Il peut aussi arriver qu’il s’agisse d’une décision implicite de rejet, qui intervient en raison du silence gardé par les autorités à l’issue du délai de six mois imposé pour l’instruction de la demande.

Dans ce cas, un recours est envisageable. Il peut s’agir soit d’un recours gracieux, exercé devant le préfet ou le ministre, soit d’un recours contentieux devant le tribunal administratif.

C. La demande de carte de séjour

Les bénéficiaires du regroupement familial doivent déposer une demande de titre de séjour :

– en tant que conjoint, l’étranger doit déposer sa demande dans un délai de 2 mois.

– pour les enfants, cette demande doit être effectuée dans l’année qui suit leur accession à la majorité ou, s’ils souhaitent effectuer une formation à caractère professionnel ou travailler, entre 16 et 18 ans.

Les membres de la famille se voient délivrer une carte de séjour portant la mention « vie privée et familiale », qui permet au bénéficiaire de se maintenir régulièrement sur le territoire français pendant un an à compter de la date d’arrivée en France. Si le demandeur est titulaire d’une carte de résident, son conjoint a droit à une carte de résident, après trois années en France.

De plus, plusieurs accords bilatéraux lient la France à d’autres pays : l’Algérie, le Bénin, le Burkina Faso, le Cameroun, la Centrafrique, le Congo Brazzaville, la Côte d’Ivoire, le Gabon, le Mali, le Maroc, la Mauritanie, le Niger, le Sénégal, le Togo et la Tunisie.

Tous ces accords retiennent la même règle : l’étranger qui bénéficie du regroupement familial se voit délivrer une carte de séjour équivalente à celle dont le demandeur est titulaire en France, sans condition de délai.

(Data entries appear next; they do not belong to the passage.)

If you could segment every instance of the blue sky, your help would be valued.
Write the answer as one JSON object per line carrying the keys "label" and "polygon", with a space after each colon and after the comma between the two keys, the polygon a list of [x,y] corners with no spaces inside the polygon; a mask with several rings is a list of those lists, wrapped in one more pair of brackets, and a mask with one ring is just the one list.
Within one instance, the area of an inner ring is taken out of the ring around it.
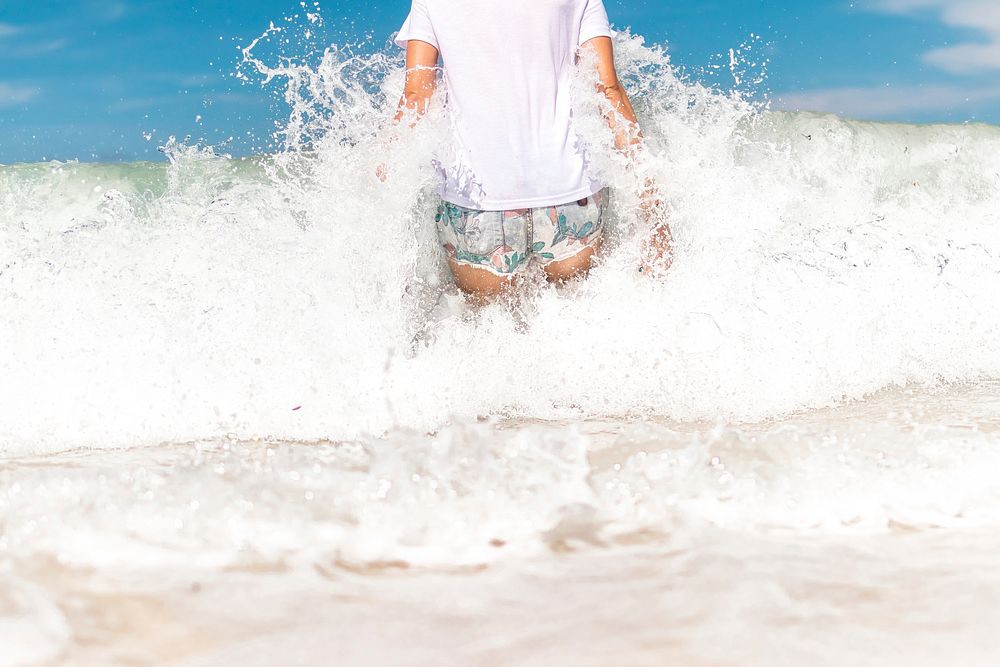
{"label": "blue sky", "polygon": [[[616,26],[666,44],[696,78],[760,35],[776,108],[1000,124],[1000,0],[605,1]],[[382,45],[409,1],[318,4],[314,43]],[[232,78],[237,47],[300,5],[0,0],[0,163],[158,159],[169,135],[267,149],[283,109],[275,91]]]}

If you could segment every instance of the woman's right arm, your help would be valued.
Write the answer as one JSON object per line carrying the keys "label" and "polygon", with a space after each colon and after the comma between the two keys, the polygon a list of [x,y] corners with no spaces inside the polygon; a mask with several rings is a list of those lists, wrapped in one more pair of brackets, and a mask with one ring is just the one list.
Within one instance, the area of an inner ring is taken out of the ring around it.
{"label": "woman's right arm", "polygon": [[[611,102],[612,113],[606,118],[615,133],[615,148],[632,156],[634,148],[642,144],[642,132],[639,130],[639,119],[635,116],[632,102],[618,80],[611,38],[595,37],[584,42],[581,48],[591,49],[597,55],[597,89]],[[619,119],[624,119],[625,123],[621,123]]]}
{"label": "woman's right arm", "polygon": [[[638,159],[637,152],[642,146],[642,132],[632,102],[618,80],[611,38],[595,37],[584,42],[581,48],[592,49],[597,55],[597,88],[611,102],[612,111],[606,119],[615,133],[615,148],[634,161]],[[666,221],[659,188],[652,179],[646,179],[640,197],[642,215],[651,229],[649,238],[643,244],[641,270],[651,274],[662,273],[673,263],[673,235]]]}

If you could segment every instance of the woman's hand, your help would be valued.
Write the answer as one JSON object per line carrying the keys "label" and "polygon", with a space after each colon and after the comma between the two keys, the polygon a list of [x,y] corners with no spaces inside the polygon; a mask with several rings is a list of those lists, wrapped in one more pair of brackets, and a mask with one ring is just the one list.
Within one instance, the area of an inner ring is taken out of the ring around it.
{"label": "woman's hand", "polygon": [[659,188],[652,179],[646,179],[639,205],[642,221],[649,228],[649,236],[643,240],[639,252],[639,271],[654,278],[663,276],[674,262],[673,234],[667,224],[666,206],[660,197]]}

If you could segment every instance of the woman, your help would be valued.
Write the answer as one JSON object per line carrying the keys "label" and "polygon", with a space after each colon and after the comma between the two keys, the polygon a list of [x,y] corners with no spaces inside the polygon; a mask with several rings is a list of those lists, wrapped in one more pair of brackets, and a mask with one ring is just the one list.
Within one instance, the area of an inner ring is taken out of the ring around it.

III. La remise en cause du regroupement familial

Plusieurs cas de figure peuvent conduire à remettre en cause le droit au séjour des bénéficiaires et du demandeur du regroupement familial :

– la polygamie ;

– la venue en France de la famille en dehors du regroupement familial ;

– le non respect du contrat d’accueil et d’intégration ;

– la rupture de la vie commune au cours des trois années qui suivent l’admission au séjour des membres de la famille (sauf si celle-ci est due à un décès, que des enfants sont nés de cette union, sous réserve que le conjoint entré sous couvert du regroupement familial soit titulaire d’une carte de résident et qu’il contribue effectivement à l’entretien et à l’éducation de ces enfants et ce, depuis leur naissance, et enfin si la rupture est liée à des violences conjugales).

Ce retrait est exclu pour les catégories protégées à l’encontre des mesures d’éloignement, selon l’article L.431-3 CESEDA.

La remise en cause du regroupement familial peut déboucher sur le retrait du titre de séjour du demandeur, en cas de polygamie et en cas de contournement de la procédure, mais aussi sur le refus de délivrance ou de renouvellement des bénéficiaires du regroupement familial.